MORE than one operation was cancelled every day over the space of a year at Ipswich Hospital - with more than a third because of a lack of beds, it emerged today.

Rebecca Lefort

MORE than one operation was cancelled every day over the space of a year at Ipswich Hospital - with more than a third because of a lack of beds, it emerged today.

Between April 2007 and March 2008 the hospital called off 403 scheduled operations.

Among those, 188 were put on hold because no bed was available, with the problem growing in the last three months. During January, February and March 139 operations were put on hold over beds.

The news comes after The Evening Star revealed some ambulances were waiting for more than an hour outside the Accident & Emergency department before they were able to admit patients to the under-pressure hospital.

Jan Rowsell, spokeswoman for the hospital, said: “One cancelled operation is one too many and we need to get better at how we bring people in.

“We recognise we have a way to go to be as good as we can at managing patient flow through the hospital.

“We have faced severe bed pressure over the last couple of months like a lot of other hospitals.

“We are doing a lot of work to address it and have four projects which now span the whole activity of the hospital.”

She added that once the hospital's new £26million Garrett Anderson Centre opens to the public in June the situation should improve, with beds dedicated to elective operations available.

Prue Rush, a patient advocate at the hospital, said the figures showed more needed to be done to make sure beds were kept free for patients who needed them.

She said: “It is deeply distressing for unwell patients who are having to have their surgery put on hold.

“If it is because of lack of beds they (NHS bosses) need to think again about community care.

“It is important to get patients out of beds in hospital and into community care and everyone needs to work together for that.

“There could be patients ready and able to come home, but there is no one to look after them.”

Have you had your operation cancelled because there was no bed available? Write to Your Letters, Evening Star, 30 Lower Brook Street, Ipswich IP4 1AN or e-mail eveningstarletters@eveningstar.co.uk.

Cancelled operations

In total 403 operations were cancelled at Ipswich Hospital last year. The reasons for the cancellations were:

Administration error - 20

No intensive care or high dependency unit bed available - 16

No anaesthetist - 1

No bed available - 188

No ward equipment - 14

No surgeon - 41

Theatre list rearranged - 4

Theatre staff shortage - 1

Earlier complication on theatre list - 40

Late start in theatres - 9

No theatre equipment - 5

Theatre list overbooked - 17

Ward staff shortage - 3

Other - 44

Suffolk County Council's view

SUFFOLK County Council is responsible for making sure patients have somewhere to go when they are well enough to leave hospital.

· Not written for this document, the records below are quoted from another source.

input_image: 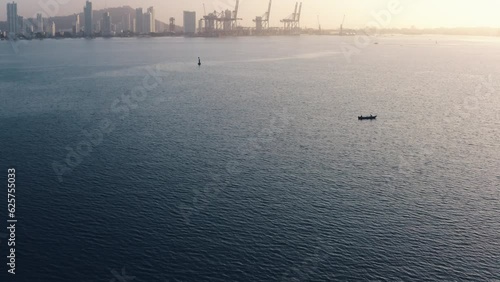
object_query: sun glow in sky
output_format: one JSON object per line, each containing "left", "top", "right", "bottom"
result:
{"left": 4, "top": 0, "right": 500, "bottom": 29}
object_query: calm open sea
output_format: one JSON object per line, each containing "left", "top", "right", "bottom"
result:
{"left": 0, "top": 35, "right": 499, "bottom": 281}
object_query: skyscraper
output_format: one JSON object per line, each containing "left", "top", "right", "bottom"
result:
{"left": 84, "top": 1, "right": 93, "bottom": 37}
{"left": 36, "top": 13, "right": 43, "bottom": 33}
{"left": 17, "top": 16, "right": 24, "bottom": 35}
{"left": 122, "top": 13, "right": 131, "bottom": 32}
{"left": 135, "top": 8, "right": 143, "bottom": 34}
{"left": 7, "top": 2, "right": 18, "bottom": 36}
{"left": 44, "top": 18, "right": 51, "bottom": 34}
{"left": 183, "top": 11, "right": 196, "bottom": 35}
{"left": 147, "top": 7, "right": 155, "bottom": 33}
{"left": 95, "top": 20, "right": 101, "bottom": 33}
{"left": 102, "top": 12, "right": 112, "bottom": 36}
{"left": 143, "top": 12, "right": 153, "bottom": 34}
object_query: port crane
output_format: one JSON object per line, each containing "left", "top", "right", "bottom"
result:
{"left": 232, "top": 0, "right": 240, "bottom": 29}
{"left": 253, "top": 0, "right": 272, "bottom": 30}
{"left": 280, "top": 2, "right": 302, "bottom": 33}
{"left": 198, "top": 3, "right": 207, "bottom": 33}
{"left": 297, "top": 2, "right": 302, "bottom": 25}
{"left": 203, "top": 0, "right": 242, "bottom": 35}
{"left": 340, "top": 14, "right": 345, "bottom": 35}
{"left": 317, "top": 15, "right": 321, "bottom": 33}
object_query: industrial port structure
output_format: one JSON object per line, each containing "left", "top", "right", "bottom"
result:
{"left": 198, "top": 0, "right": 241, "bottom": 36}
{"left": 253, "top": 0, "right": 273, "bottom": 34}
{"left": 197, "top": 1, "right": 303, "bottom": 37}
{"left": 280, "top": 2, "right": 302, "bottom": 34}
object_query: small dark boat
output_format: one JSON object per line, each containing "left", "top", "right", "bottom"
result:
{"left": 198, "top": 57, "right": 201, "bottom": 66}
{"left": 358, "top": 115, "right": 377, "bottom": 120}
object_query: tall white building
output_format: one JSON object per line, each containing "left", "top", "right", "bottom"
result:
{"left": 183, "top": 11, "right": 196, "bottom": 35}
{"left": 147, "top": 7, "right": 155, "bottom": 33}
{"left": 74, "top": 14, "right": 80, "bottom": 35}
{"left": 7, "top": 2, "right": 18, "bottom": 35}
{"left": 49, "top": 22, "right": 56, "bottom": 36}
{"left": 135, "top": 8, "right": 143, "bottom": 34}
{"left": 84, "top": 1, "right": 93, "bottom": 37}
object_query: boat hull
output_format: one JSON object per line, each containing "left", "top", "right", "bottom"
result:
{"left": 358, "top": 116, "right": 377, "bottom": 120}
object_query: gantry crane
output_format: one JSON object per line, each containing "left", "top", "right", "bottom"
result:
{"left": 232, "top": 0, "right": 240, "bottom": 29}
{"left": 317, "top": 15, "right": 321, "bottom": 33}
{"left": 297, "top": 2, "right": 302, "bottom": 25}
{"left": 203, "top": 0, "right": 242, "bottom": 35}
{"left": 266, "top": 0, "right": 272, "bottom": 28}
{"left": 253, "top": 0, "right": 272, "bottom": 31}
{"left": 280, "top": 2, "right": 302, "bottom": 33}
{"left": 340, "top": 14, "right": 345, "bottom": 35}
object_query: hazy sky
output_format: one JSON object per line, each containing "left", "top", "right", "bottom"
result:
{"left": 3, "top": 0, "right": 500, "bottom": 29}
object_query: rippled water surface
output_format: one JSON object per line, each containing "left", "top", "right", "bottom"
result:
{"left": 0, "top": 35, "right": 499, "bottom": 281}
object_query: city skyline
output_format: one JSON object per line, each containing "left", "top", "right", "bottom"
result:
{"left": 2, "top": 0, "right": 500, "bottom": 29}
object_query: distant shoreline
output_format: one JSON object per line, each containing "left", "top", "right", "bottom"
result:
{"left": 2, "top": 32, "right": 500, "bottom": 41}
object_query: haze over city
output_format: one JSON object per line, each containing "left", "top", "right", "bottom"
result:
{"left": 2, "top": 0, "right": 500, "bottom": 279}
{"left": 3, "top": 0, "right": 500, "bottom": 29}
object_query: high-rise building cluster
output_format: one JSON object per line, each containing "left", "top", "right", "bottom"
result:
{"left": 2, "top": 1, "right": 202, "bottom": 39}
{"left": 135, "top": 6, "right": 156, "bottom": 34}
{"left": 4, "top": 1, "right": 56, "bottom": 38}
{"left": 81, "top": 1, "right": 159, "bottom": 36}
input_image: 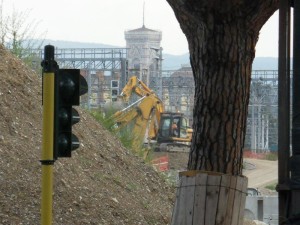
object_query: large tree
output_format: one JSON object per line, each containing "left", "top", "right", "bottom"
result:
{"left": 166, "top": 0, "right": 279, "bottom": 175}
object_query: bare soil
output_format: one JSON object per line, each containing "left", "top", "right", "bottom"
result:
{"left": 243, "top": 158, "right": 278, "bottom": 196}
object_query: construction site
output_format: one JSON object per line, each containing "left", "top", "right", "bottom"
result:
{"left": 6, "top": 2, "right": 298, "bottom": 221}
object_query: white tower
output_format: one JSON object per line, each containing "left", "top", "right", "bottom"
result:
{"left": 124, "top": 23, "right": 162, "bottom": 85}
{"left": 125, "top": 25, "right": 162, "bottom": 69}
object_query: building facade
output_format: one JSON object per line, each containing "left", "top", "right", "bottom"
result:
{"left": 124, "top": 25, "right": 162, "bottom": 86}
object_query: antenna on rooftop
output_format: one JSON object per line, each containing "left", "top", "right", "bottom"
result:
{"left": 142, "top": 1, "right": 145, "bottom": 28}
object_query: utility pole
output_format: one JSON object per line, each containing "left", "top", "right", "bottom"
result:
{"left": 158, "top": 47, "right": 163, "bottom": 100}
{"left": 277, "top": 0, "right": 291, "bottom": 223}
{"left": 290, "top": 0, "right": 300, "bottom": 222}
{"left": 150, "top": 47, "right": 163, "bottom": 100}
{"left": 277, "top": 0, "right": 300, "bottom": 224}
{"left": 41, "top": 45, "right": 56, "bottom": 225}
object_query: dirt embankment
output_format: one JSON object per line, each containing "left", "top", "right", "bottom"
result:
{"left": 0, "top": 46, "right": 175, "bottom": 225}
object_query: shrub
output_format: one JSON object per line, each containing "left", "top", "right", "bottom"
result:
{"left": 89, "top": 108, "right": 152, "bottom": 161}
{"left": 263, "top": 152, "right": 278, "bottom": 161}
{"left": 265, "top": 182, "right": 277, "bottom": 191}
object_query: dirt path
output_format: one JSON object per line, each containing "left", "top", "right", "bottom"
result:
{"left": 243, "top": 158, "right": 278, "bottom": 188}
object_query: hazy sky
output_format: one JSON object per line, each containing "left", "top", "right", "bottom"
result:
{"left": 4, "top": 0, "right": 279, "bottom": 56}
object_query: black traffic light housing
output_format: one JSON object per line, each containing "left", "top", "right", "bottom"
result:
{"left": 54, "top": 69, "right": 88, "bottom": 159}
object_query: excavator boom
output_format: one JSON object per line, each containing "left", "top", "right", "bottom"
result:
{"left": 119, "top": 76, "right": 156, "bottom": 103}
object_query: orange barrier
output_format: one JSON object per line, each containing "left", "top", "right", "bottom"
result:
{"left": 243, "top": 150, "right": 268, "bottom": 159}
{"left": 151, "top": 156, "right": 169, "bottom": 171}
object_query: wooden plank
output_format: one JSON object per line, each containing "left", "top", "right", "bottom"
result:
{"left": 215, "top": 174, "right": 231, "bottom": 225}
{"left": 224, "top": 176, "right": 237, "bottom": 225}
{"left": 230, "top": 176, "right": 244, "bottom": 225}
{"left": 205, "top": 174, "right": 221, "bottom": 225}
{"left": 171, "top": 176, "right": 184, "bottom": 225}
{"left": 171, "top": 174, "right": 196, "bottom": 225}
{"left": 193, "top": 173, "right": 208, "bottom": 225}
{"left": 184, "top": 175, "right": 196, "bottom": 225}
{"left": 238, "top": 177, "right": 248, "bottom": 225}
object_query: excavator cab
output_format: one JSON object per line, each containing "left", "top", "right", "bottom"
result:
{"left": 157, "top": 112, "right": 191, "bottom": 142}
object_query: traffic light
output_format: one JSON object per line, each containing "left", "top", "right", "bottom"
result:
{"left": 111, "top": 80, "right": 119, "bottom": 101}
{"left": 54, "top": 69, "right": 88, "bottom": 159}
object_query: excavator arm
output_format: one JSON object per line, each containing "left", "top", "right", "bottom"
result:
{"left": 110, "top": 95, "right": 163, "bottom": 152}
{"left": 119, "top": 76, "right": 155, "bottom": 103}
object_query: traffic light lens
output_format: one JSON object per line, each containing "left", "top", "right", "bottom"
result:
{"left": 59, "top": 108, "right": 69, "bottom": 127}
{"left": 60, "top": 77, "right": 76, "bottom": 101}
{"left": 58, "top": 134, "right": 69, "bottom": 153}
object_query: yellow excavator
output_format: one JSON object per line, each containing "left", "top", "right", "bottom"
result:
{"left": 110, "top": 76, "right": 192, "bottom": 153}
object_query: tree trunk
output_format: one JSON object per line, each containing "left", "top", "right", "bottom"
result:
{"left": 166, "top": 1, "right": 279, "bottom": 224}
{"left": 166, "top": 0, "right": 279, "bottom": 176}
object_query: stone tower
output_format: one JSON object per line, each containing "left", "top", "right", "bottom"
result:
{"left": 124, "top": 25, "right": 162, "bottom": 85}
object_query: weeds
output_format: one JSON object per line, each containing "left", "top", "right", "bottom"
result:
{"left": 89, "top": 108, "right": 153, "bottom": 162}
{"left": 126, "top": 182, "right": 139, "bottom": 192}
{"left": 159, "top": 170, "right": 179, "bottom": 187}
{"left": 89, "top": 109, "right": 115, "bottom": 132}
{"left": 265, "top": 182, "right": 277, "bottom": 190}
{"left": 264, "top": 152, "right": 278, "bottom": 161}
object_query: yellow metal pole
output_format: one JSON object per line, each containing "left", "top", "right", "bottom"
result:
{"left": 41, "top": 45, "right": 56, "bottom": 225}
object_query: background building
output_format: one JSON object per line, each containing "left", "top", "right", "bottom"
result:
{"left": 125, "top": 25, "right": 162, "bottom": 89}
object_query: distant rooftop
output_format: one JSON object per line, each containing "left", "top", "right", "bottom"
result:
{"left": 126, "top": 25, "right": 158, "bottom": 33}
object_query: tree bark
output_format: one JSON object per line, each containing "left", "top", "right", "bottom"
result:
{"left": 166, "top": 0, "right": 279, "bottom": 175}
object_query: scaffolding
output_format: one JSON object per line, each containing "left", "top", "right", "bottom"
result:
{"left": 27, "top": 48, "right": 128, "bottom": 108}
{"left": 246, "top": 70, "right": 280, "bottom": 152}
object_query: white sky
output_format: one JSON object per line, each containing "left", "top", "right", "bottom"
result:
{"left": 3, "top": 0, "right": 279, "bottom": 56}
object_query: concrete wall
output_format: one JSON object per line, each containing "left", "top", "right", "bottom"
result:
{"left": 245, "top": 196, "right": 278, "bottom": 225}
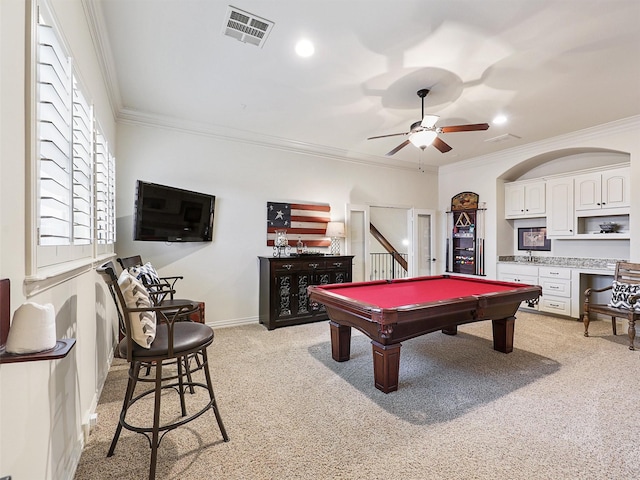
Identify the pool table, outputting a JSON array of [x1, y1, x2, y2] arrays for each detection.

The council admitted more needed to be done to stop patients taking up beds at Ipswich Hospital and said as of Thursday four people were delayed in hospital because their social service care was delayed, with two due to be moved on yesterday.

A spokesman added: "All of us involved with helping people when they have recovered sufficiently to move on from hospital - the hospital itself, Suffolk Primary Care Trust, family doctors, the county council, and the many private and voluntary agencies we work with - need to redouble our efforts to reduce the numbers of patients who become 'Delayed Transfers of Care' even further.

“We have made significant strides over the past two years with the establishment of a multi-disciplinary discharge team working at the hospital, and we will continue to build on the strengths of this co-operation - as indeed we have at the James Paget and West Suffolk hospitals, where the so-called 'Delayed Transfers of Cares' are virtually a thing of the past.”